Старое и новое, «японское» и «европейско-американское» сосуществуют вместе, не сливаясь, чаще всего мирно, а если между ними и возникнет конфликт, то он не превращается в безжалостную войну. Так, в Японии появилось многообразие внутреннего и внешнего уклада жизни, которое, возможно, представляет собой единственное в своем роде явление среди всех народов Земли.
Если кто-нибудь хочет жить в Японии по «японскому» образцу — пожалуйста. Если желает жить по «европейскому» или «американскому» образцу — тоже пожалуйста. Он может спать на «нормальной» кровати, если считает, что постланное на полу японское спальное ложе неудобно. Хочешь пользоваться во время еды ножом и вилкой вместо палочек — изволь. К услугам любителей кофе — несколько тысяч небольших кафе, или «кофе-шоп», как их называют сегодня молодые японцы. Желаешь выпить виски вместо сакэ, съесть мясо вместо рыбы, картофель вместо риса — пожалуйста. И этот список можно было бы продолжать до бесконечности.
Если тебе захотелось принять ванну по-японски (японцы, как правило, купаются перед сном ежедневно, что отнюдь не связано с их особой чистоплотностью), ты должен быть готов лишь к тому, что вода для купания будет более горячей, чем тебе хотелось бы. Кроме, того, нужно вымыться с мылом, прежде чем влезть в деревянный (ныне чаще всего облицованный кафелем) чан с водой. Перед тобой в этом чане побывали (в той же воде) другие — к этому надо привыкнуть. В сельской местности купание может превратиться в рискованное предприятие, ибо там для этого используются металлические котлы. Даже если огонь под котлом уже не полыхает, прикосновение к его стенкам, а особенно к дну, может вызвать ожог. Обычно в таком котле плавают несколько досок, которые нужно умело расположить между собой и дном, иначе купание превратится в пытку. Недаром оно называется «гоэмонбуро» (в конце XVI века прославленный разбойник Гоэмон Исикава был приговорен к смерти и брошен именно в такой котел, где он и «сварился»). А кто не признает купание по-японски, может ограничиться душем или ванной, хотя японец считает не очень гигиеничным сидеть или лежать в воде, в которой намыливаешься.

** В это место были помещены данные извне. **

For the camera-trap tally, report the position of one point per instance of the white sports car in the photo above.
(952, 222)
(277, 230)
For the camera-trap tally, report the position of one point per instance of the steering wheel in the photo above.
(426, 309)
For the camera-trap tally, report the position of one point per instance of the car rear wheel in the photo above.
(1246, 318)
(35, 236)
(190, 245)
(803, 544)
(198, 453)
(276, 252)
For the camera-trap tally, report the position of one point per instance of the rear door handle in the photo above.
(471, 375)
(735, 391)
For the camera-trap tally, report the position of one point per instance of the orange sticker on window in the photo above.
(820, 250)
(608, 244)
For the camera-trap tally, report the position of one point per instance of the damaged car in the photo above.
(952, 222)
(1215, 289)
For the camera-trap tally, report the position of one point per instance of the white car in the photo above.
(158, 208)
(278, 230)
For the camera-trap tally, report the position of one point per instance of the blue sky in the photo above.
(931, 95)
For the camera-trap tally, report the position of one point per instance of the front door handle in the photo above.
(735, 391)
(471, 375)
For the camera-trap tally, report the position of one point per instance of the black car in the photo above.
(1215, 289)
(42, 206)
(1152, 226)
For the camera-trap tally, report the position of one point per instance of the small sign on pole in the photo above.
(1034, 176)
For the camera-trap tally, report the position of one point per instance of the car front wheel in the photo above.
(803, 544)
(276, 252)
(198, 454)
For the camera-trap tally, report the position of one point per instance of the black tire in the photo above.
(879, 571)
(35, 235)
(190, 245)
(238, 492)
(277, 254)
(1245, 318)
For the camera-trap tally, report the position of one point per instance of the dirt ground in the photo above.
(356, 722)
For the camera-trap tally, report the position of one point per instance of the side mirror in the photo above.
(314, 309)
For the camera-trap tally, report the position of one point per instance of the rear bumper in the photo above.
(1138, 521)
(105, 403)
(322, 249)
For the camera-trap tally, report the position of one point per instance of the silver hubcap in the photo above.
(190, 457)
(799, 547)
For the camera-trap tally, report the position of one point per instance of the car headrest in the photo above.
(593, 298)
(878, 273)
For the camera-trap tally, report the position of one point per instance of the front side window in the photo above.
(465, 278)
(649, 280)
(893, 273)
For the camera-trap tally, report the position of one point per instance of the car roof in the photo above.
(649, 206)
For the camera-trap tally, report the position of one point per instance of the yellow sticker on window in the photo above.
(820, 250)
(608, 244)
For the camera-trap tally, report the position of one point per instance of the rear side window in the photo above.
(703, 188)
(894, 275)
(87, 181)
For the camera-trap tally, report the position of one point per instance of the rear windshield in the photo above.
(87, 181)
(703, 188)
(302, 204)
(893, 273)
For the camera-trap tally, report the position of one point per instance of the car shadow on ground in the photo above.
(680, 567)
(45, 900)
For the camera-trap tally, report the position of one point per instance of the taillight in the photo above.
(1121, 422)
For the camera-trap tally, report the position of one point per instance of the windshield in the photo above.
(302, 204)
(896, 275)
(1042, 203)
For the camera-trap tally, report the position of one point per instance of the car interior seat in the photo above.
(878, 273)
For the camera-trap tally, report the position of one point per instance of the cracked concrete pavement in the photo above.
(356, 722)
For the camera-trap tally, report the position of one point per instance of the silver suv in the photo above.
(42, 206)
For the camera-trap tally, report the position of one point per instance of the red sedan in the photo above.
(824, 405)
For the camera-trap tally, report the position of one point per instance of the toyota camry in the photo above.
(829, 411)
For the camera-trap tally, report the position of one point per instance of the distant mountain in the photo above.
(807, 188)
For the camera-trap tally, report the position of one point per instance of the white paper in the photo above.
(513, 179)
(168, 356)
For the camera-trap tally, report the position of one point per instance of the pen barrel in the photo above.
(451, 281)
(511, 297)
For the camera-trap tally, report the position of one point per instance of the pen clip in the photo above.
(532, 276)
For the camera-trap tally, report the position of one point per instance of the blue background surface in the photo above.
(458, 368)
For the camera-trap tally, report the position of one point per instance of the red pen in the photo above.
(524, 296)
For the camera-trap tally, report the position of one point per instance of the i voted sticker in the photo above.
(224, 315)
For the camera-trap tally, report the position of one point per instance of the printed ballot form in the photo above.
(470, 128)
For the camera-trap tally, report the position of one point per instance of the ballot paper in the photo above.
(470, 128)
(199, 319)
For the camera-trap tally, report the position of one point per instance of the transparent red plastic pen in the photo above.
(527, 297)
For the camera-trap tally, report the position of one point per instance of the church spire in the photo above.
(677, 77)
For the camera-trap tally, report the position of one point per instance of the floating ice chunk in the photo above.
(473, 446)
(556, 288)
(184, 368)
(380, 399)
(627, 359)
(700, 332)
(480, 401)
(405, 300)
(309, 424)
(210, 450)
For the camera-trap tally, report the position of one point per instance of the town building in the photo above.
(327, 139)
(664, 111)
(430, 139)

И если кому понадобится европейский туалет, то и они имеются в крупных городах и даже в суперэкспрессе «Синкансэн».
В деревне европеец скорее всего вынужден будет отказаться от кровати, ножа и вилки, кофе и т. п. Однако в принципе в Японии всегда держат наготове и то, и другое, и третье, и четвертое. В японском обществе в целом такие возможности имеются. Но имеются ли они у каждого отдельного японца, весьма сомнительно.
Японцы другие, говорят иностранцы, и в этом они наверняка правы, хотя, когда их просят объяснить, почему японцы другие, они ничего вразумительного сказать не могут. Японцы тоже говорят, что они другие, не такие, как иностранцы. Здесь лишь перестановка слов, и потому это должно соответствовать истине. Но бывает, что один японец говорит о другом японце: «Этот уж слишком японец!» Именно подобные высказывания дают нам повод думать, как неразумно и опасно судить о японце или о Японии слишком обобщенно. Это фикция. И то, что называют «нихондзинрон» — «дискуссией о японце», с одной стороны, опирается на нее, а с другой — ее питает. Вытекающие из этой фикции стереотипы кажутся не менее надуманными в глазах Европы и Америки, имеющими цель подтвердить прежде всего свое отличие от других и представить самих себя как особый, ни на кого не похожий мир. Европа и США в течение десятилетий до пресыщения и смехотворности превозносили японскую экзотику. При более близком ознакомлении кое-какая экзотика оказалась вовсе не такой уж экзотической. Теперь создается впечатление, что Япония сама до пресыщения и смехотворности эксплуатирует свою экзотику.